How to approach this question?
Let's say we have 40 l of water. Operation 1) 4 l water take out and 4 l juice replaced Operation-2)5 l water taken out and 5 l juice replaced and so on what would be the water's concentration at the end of nth operation
On
Your question seems confused on two counts:
(a) After operation 1, you can only take out a mixture and replace by juice.
(b) Operation 1 mentions 4L exchange, operation 2 mentions 5L and so on. I am answering on the assumption that in each of n operations, you intended an exchange of 4L from a cask of 40L.
After operation 1, fraction of water left in cask = 36/40 = 0.9.
Any subsequent operation will lower the amount of water to 0.9 of the water that was left, hence after operation 2, fraction of water left in cask = $0.9^2$.
Thus after n operations, fraction of water left in cask = $0.9^n$.
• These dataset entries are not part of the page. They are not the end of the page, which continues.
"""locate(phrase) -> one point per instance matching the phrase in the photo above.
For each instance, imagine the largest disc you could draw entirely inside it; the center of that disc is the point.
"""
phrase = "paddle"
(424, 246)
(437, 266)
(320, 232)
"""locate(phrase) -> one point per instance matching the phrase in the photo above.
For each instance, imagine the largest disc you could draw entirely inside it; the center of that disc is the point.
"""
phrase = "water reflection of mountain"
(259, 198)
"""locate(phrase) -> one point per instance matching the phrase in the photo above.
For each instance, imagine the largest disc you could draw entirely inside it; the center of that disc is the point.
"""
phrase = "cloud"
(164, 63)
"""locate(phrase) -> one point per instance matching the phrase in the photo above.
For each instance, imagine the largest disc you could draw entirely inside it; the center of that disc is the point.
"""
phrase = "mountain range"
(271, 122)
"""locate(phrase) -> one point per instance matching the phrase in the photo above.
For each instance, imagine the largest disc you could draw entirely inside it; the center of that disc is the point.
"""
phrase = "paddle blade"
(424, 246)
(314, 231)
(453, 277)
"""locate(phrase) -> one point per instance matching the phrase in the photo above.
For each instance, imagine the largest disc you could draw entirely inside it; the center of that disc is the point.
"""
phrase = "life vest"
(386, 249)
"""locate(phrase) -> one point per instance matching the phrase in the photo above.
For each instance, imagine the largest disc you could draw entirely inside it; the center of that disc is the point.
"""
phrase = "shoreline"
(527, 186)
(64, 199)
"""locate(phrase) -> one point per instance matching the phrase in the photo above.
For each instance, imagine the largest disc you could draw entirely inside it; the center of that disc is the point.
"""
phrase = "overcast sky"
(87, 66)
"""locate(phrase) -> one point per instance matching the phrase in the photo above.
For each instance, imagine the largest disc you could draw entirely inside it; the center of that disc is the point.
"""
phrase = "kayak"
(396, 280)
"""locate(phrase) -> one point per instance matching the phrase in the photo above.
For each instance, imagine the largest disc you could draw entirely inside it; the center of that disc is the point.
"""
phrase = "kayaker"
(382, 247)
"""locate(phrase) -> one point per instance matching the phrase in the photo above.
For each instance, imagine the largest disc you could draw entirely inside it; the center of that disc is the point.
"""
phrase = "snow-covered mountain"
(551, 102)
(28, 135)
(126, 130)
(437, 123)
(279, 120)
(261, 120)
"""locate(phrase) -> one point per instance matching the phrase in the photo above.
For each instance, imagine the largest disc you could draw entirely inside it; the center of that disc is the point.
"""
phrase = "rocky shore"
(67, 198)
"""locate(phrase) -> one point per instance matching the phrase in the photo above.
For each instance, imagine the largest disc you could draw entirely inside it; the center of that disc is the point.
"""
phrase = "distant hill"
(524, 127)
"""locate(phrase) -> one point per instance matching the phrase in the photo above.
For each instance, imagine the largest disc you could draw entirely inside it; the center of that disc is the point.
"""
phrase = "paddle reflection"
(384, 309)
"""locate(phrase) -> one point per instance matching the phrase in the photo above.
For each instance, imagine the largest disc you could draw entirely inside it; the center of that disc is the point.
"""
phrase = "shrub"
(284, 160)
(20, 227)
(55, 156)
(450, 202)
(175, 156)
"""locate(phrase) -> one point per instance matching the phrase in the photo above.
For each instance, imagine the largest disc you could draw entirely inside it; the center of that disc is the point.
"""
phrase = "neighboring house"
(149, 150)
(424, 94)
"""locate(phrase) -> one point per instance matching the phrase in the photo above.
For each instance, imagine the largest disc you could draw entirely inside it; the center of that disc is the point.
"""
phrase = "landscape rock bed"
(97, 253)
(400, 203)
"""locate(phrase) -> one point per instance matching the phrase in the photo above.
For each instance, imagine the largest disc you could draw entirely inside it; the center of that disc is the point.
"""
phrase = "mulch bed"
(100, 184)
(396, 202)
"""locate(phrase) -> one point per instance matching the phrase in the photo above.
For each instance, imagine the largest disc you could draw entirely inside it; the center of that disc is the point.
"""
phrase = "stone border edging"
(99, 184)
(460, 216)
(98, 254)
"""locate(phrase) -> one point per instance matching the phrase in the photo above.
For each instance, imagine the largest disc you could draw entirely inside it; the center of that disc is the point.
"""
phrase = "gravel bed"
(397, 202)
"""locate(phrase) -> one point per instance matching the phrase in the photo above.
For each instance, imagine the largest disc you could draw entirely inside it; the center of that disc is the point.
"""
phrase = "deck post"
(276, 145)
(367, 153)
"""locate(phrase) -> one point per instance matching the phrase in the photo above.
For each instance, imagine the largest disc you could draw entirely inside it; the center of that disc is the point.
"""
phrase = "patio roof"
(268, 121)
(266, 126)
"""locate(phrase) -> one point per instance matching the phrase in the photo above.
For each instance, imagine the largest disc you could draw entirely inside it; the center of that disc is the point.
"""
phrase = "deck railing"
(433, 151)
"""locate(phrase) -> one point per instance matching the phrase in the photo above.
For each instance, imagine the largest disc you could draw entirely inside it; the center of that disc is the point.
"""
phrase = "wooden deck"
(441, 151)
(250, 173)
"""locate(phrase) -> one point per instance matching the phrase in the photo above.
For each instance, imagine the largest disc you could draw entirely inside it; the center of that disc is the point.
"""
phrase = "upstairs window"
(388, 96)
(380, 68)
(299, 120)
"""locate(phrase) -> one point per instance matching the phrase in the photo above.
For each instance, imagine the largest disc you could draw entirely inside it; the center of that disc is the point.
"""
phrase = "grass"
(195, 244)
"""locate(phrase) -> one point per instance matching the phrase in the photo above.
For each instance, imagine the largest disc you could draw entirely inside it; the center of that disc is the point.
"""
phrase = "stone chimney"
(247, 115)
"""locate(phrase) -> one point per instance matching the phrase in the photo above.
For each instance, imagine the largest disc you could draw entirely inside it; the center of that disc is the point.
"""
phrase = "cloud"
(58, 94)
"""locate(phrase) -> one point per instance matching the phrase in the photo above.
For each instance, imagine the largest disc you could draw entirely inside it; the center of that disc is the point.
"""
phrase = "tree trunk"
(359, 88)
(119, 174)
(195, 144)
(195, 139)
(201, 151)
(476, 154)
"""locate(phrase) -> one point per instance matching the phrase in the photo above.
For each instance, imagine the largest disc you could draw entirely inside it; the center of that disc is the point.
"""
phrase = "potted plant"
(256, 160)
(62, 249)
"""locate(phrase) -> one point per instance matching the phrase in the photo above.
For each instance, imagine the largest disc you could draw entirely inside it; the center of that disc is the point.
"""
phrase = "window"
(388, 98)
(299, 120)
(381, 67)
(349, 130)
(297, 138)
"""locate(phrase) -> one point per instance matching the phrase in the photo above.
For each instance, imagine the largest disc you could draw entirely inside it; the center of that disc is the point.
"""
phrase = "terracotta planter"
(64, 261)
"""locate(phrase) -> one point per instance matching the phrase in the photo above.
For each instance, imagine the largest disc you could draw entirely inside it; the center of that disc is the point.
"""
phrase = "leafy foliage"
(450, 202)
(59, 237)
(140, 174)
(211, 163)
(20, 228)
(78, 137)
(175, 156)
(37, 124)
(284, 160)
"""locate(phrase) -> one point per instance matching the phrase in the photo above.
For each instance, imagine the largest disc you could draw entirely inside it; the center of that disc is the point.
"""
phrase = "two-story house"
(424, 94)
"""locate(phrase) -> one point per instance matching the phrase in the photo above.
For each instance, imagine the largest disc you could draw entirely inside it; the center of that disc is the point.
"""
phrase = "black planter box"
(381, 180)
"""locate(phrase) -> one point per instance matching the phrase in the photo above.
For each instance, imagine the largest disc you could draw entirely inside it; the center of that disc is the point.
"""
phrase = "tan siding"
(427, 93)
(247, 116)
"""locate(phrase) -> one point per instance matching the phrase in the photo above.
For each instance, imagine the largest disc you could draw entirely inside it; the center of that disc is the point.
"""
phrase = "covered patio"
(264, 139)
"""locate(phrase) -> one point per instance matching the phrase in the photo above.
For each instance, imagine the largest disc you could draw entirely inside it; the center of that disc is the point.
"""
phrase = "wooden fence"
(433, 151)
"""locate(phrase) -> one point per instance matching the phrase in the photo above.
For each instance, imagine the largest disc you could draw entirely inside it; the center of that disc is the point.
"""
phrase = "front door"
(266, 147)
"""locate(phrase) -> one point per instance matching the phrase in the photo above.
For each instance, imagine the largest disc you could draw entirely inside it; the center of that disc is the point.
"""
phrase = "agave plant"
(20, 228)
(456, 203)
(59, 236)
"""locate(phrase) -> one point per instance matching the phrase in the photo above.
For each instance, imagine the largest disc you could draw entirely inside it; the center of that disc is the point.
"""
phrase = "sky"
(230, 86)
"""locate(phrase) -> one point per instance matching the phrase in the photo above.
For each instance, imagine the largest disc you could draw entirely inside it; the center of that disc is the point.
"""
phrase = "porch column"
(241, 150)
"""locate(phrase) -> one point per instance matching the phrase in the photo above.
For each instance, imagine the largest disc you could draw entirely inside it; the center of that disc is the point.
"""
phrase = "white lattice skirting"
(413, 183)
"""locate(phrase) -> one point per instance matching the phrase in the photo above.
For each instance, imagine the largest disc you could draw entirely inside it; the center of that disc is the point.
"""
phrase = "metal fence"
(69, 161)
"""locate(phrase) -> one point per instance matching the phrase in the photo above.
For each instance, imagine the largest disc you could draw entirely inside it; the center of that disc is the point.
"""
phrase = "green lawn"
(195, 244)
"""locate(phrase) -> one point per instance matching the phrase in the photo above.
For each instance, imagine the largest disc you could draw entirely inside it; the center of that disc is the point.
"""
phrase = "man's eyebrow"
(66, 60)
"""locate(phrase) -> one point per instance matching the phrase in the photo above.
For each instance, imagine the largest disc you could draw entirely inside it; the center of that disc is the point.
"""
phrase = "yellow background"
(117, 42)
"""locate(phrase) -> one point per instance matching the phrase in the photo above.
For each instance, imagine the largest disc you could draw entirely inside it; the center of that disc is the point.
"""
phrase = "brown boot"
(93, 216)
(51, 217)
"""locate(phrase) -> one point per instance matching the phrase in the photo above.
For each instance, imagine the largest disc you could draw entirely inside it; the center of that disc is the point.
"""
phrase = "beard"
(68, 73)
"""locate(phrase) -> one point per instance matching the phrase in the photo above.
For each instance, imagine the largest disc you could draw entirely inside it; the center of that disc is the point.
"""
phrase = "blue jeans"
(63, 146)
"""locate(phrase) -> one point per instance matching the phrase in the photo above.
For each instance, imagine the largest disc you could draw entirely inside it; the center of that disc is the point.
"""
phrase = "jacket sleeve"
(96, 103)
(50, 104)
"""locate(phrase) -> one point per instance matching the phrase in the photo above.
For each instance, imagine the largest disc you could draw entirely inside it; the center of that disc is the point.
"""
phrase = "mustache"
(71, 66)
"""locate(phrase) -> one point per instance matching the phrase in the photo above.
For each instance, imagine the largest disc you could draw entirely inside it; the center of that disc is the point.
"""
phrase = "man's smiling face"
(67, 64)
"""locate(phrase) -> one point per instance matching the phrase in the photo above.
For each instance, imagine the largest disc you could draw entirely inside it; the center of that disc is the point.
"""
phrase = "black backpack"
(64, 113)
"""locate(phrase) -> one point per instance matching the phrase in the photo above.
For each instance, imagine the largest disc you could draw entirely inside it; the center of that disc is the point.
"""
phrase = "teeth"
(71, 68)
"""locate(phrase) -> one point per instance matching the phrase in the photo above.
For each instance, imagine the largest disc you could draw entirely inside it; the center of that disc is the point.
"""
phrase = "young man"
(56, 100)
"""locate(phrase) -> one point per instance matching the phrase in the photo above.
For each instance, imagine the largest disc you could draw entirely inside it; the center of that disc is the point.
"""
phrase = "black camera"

Generalising, if you leave behind water = fraction f of that remaining each time, the concentration (= fraction) of water after n operations will be $f^n$
Finally, if you really meant different fractions left behind in each operation, concentration will simply be $f_1\times f_2\times f_3\times....\times f_n$
Hint
If you have $$w+j=40$$ liters of well-mixed water ($w$) and juice ($j$) and replace $k$ liters of it by $k$ liters of juice then you end up with $$w'+j'=40$$
where $$w'=(1-\frac{k}{40})w$$ and $$j'=(1-\frac{k}{40})j+k$$